One of the easiest and most powerful steps is to eat more fruits and vegetables.
What do these foods do for us?
- More vitamins and minerals to help your body run well (like vitamin C, folate, and potassium).
- More fiber to help you feel full, steady your blood sugar, and keep you regular.
- Lower long-term risk of chronic diseases like heart disease, type 2 diabetes, and cancer.
- Better mood and day-to-day energy.

How much is “enough” in real life?
Easy measures:
- 1 medium piece of fruit, like a banana, apple, or orange.
- For large fruits, eat about 1 cup of the fruit.
- 1 cup of vegetables, like zucchini, eggplant, bell pepper, or carrot.
- 2 cups of leafy greens, like lettuce, Swiss chard, or arugula.
- 1/2 cup of dried fruit (like raisins) counts as 1 cup of fresh fruit.
How much to eat per day:
- 2 cups of fruit (or 2 medium fruits) and 3 cups of vegetables.
Golden tip:
- Choose the fruits and veggies you enjoy most—and switch them up so you don’t get bored.
More helpful tips:
- Frozen fruits and veggies can be nutritious, last longer, and cost less. When shopping, choose “no added sugar” and “no added salt.” Go for the fewest additives.
- Buy in season: produce in season is usually cheaper and tastier. Check your store flyer.
- Farmers markets and local programs: look for markets and programs that double EBT/SNAP dollars (for example, “Double Up Food Bucks,” available in many states).

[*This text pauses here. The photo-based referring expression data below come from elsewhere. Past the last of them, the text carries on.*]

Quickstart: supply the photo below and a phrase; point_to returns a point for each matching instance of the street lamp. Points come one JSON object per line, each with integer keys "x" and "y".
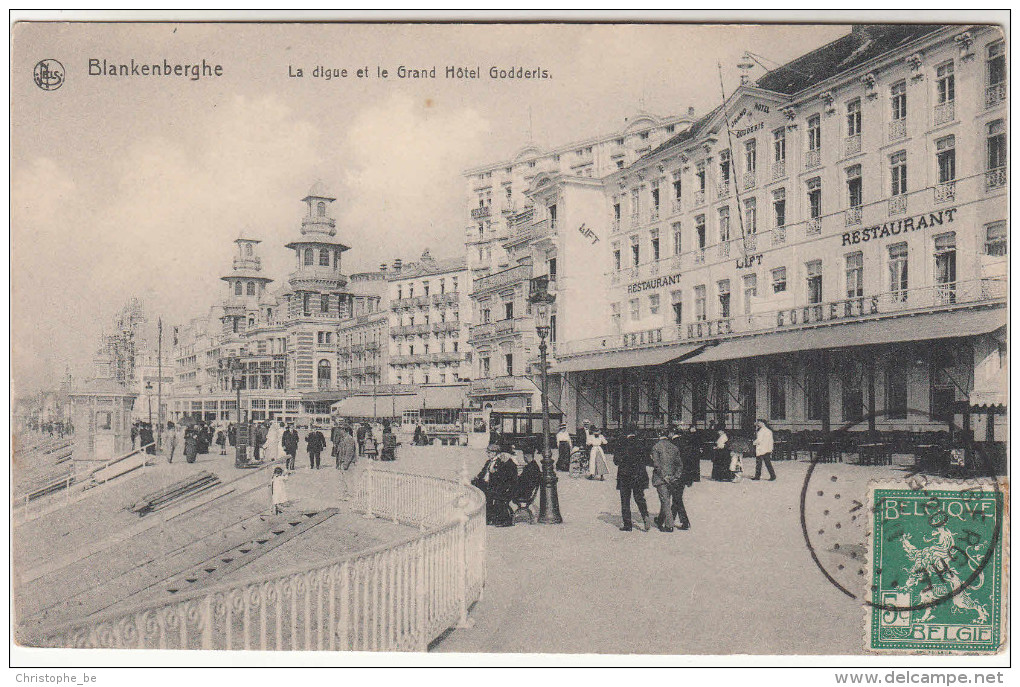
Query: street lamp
{"x": 542, "y": 302}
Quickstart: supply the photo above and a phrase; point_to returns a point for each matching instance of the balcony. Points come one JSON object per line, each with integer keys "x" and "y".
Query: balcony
{"x": 852, "y": 145}
{"x": 995, "y": 178}
{"x": 500, "y": 279}
{"x": 946, "y": 193}
{"x": 945, "y": 112}
{"x": 898, "y": 129}
{"x": 995, "y": 95}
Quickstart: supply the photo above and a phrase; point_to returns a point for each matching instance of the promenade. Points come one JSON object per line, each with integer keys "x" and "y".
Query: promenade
{"x": 740, "y": 581}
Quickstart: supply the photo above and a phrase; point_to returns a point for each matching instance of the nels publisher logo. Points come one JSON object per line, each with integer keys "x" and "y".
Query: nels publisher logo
{"x": 48, "y": 74}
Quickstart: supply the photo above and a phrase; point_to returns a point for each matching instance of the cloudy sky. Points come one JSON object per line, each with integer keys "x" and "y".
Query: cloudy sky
{"x": 137, "y": 187}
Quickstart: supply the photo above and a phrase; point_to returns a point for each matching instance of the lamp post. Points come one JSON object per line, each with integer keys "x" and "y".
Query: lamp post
{"x": 549, "y": 505}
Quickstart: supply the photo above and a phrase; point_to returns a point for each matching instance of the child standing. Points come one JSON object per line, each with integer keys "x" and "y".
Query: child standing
{"x": 278, "y": 489}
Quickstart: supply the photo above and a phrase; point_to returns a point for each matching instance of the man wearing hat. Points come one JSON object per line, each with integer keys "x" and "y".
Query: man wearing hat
{"x": 565, "y": 445}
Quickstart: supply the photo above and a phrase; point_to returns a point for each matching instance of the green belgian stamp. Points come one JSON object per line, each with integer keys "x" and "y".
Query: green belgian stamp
{"x": 936, "y": 574}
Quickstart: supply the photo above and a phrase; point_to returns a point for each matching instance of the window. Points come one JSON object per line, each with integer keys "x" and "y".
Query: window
{"x": 815, "y": 197}
{"x": 996, "y": 145}
{"x": 996, "y": 63}
{"x": 854, "y": 117}
{"x": 896, "y": 392}
{"x": 898, "y": 172}
{"x": 945, "y": 83}
{"x": 815, "y": 133}
{"x": 814, "y": 395}
{"x": 946, "y": 266}
{"x": 723, "y": 288}
{"x": 700, "y": 304}
{"x": 723, "y": 224}
{"x": 898, "y": 100}
{"x": 779, "y": 280}
{"x": 898, "y": 271}
{"x": 750, "y": 292}
{"x": 995, "y": 239}
{"x": 855, "y": 275}
{"x": 814, "y": 281}
{"x": 855, "y": 191}
{"x": 751, "y": 215}
{"x": 779, "y": 207}
{"x": 653, "y": 304}
{"x": 946, "y": 158}
{"x": 777, "y": 397}
{"x": 779, "y": 145}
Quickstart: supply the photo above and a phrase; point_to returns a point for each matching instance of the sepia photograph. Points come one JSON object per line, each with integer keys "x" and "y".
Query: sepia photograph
{"x": 511, "y": 340}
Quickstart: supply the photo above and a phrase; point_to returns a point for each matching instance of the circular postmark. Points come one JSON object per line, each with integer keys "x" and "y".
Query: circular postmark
{"x": 48, "y": 74}
{"x": 942, "y": 556}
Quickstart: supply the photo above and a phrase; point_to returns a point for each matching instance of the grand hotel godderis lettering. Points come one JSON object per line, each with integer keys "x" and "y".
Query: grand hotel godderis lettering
{"x": 923, "y": 221}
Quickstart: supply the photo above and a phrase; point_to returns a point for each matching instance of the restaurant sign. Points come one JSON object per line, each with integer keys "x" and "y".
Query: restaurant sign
{"x": 895, "y": 228}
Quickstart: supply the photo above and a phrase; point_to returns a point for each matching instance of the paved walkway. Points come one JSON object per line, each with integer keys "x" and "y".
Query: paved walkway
{"x": 740, "y": 581}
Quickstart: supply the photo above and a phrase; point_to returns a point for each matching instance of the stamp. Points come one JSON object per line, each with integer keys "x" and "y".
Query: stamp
{"x": 935, "y": 569}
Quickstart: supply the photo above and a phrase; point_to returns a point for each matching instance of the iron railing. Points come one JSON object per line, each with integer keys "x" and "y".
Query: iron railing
{"x": 398, "y": 596}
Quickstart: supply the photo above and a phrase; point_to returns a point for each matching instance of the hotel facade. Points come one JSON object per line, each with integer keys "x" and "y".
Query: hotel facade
{"x": 826, "y": 249}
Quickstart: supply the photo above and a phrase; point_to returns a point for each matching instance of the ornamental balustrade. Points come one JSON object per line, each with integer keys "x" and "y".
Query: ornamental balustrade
{"x": 398, "y": 596}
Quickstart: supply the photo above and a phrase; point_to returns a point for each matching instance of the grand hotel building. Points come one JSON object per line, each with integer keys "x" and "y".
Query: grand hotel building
{"x": 827, "y": 248}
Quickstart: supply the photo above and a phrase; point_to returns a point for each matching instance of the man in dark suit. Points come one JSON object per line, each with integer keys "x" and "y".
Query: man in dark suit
{"x": 667, "y": 468}
{"x": 631, "y": 478}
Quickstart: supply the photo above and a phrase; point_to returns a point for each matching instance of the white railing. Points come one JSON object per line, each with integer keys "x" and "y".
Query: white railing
{"x": 396, "y": 597}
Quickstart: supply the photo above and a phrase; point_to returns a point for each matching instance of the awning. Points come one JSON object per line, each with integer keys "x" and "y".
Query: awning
{"x": 873, "y": 332}
{"x": 623, "y": 359}
{"x": 435, "y": 398}
{"x": 383, "y": 406}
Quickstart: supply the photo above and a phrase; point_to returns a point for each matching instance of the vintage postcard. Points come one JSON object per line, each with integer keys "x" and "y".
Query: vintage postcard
{"x": 643, "y": 337}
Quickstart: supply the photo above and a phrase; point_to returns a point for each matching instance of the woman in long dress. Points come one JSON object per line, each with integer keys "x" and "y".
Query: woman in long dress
{"x": 597, "y": 467}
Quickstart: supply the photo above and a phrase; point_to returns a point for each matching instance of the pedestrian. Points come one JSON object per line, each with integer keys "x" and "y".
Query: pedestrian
{"x": 631, "y": 478}
{"x": 597, "y": 467}
{"x": 278, "y": 490}
{"x": 667, "y": 468}
{"x": 171, "y": 442}
{"x": 565, "y": 445}
{"x": 763, "y": 451}
{"x": 389, "y": 442}
{"x": 315, "y": 443}
{"x": 720, "y": 455}
{"x": 191, "y": 443}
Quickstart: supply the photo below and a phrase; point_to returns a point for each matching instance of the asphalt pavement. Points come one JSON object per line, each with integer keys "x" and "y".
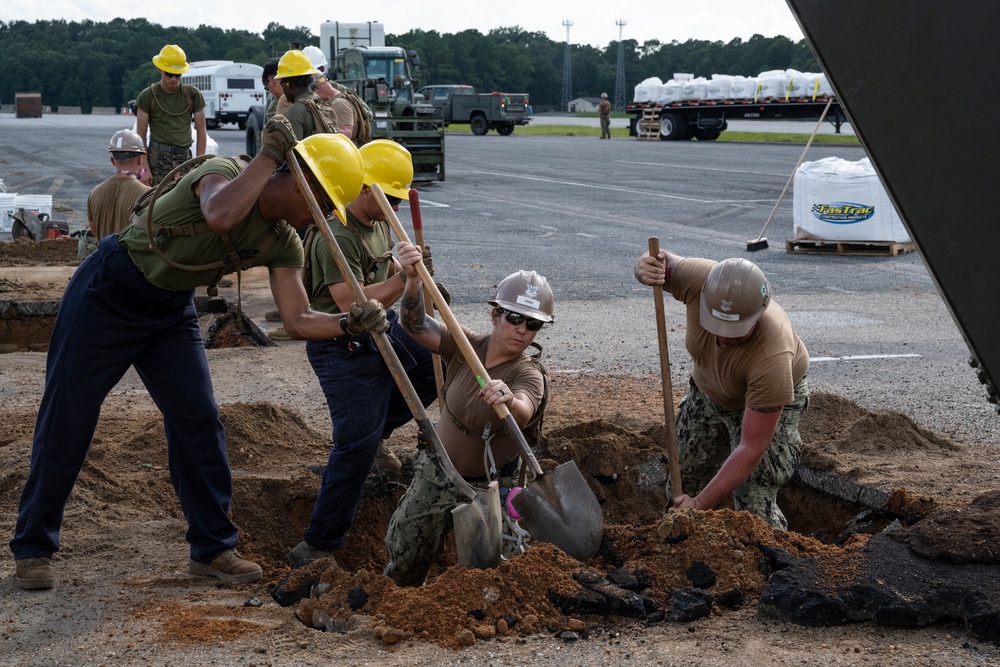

Not a big fan of the taste? Try this:
- Roast to bring out natural sweetness: broccoli, carrots, squash, cauliflower, and tomatoes taste great roasted with olive oil, salt, and pepper.
- Use simple seasonings and light dressings: garlic, lemon, herbs (parsley, cilantro, basil), balsamic vinegar. Store-bought dressings? Choose labels with few additives, less salt, and less sugar.
- Pair with foods you already love. Examples: scramble eggs with veggies; add chopped fruit to yogurt; tuck leafy greens into your sandwich.
- Make smoothies: blend water or milk or a plant-based drink, frozen fruit, and a handful of greens.
No time? 5-minute fixes
- Grab-and-go: grapes, apples, bananas, mandarins, baby carrots, cherry tomatoes.
- Steam-in-bag: frozen veggies that go straight into the microwave.
- Salad kits: pre-washed and chopped.
- Frozen veggie mixes: toss into a skillet with olive oil and you’re done.
Another golden tip
- Start small and keep going: eat 1 extra fruit today, 1 extra veggie tomorrow—and you’ll reach your goal before you know it.

Note: This post is for general education and isn’t a substitute for personalized medical or nutrition advice.
References
Dietary Guidelines for Americans 2025-2030.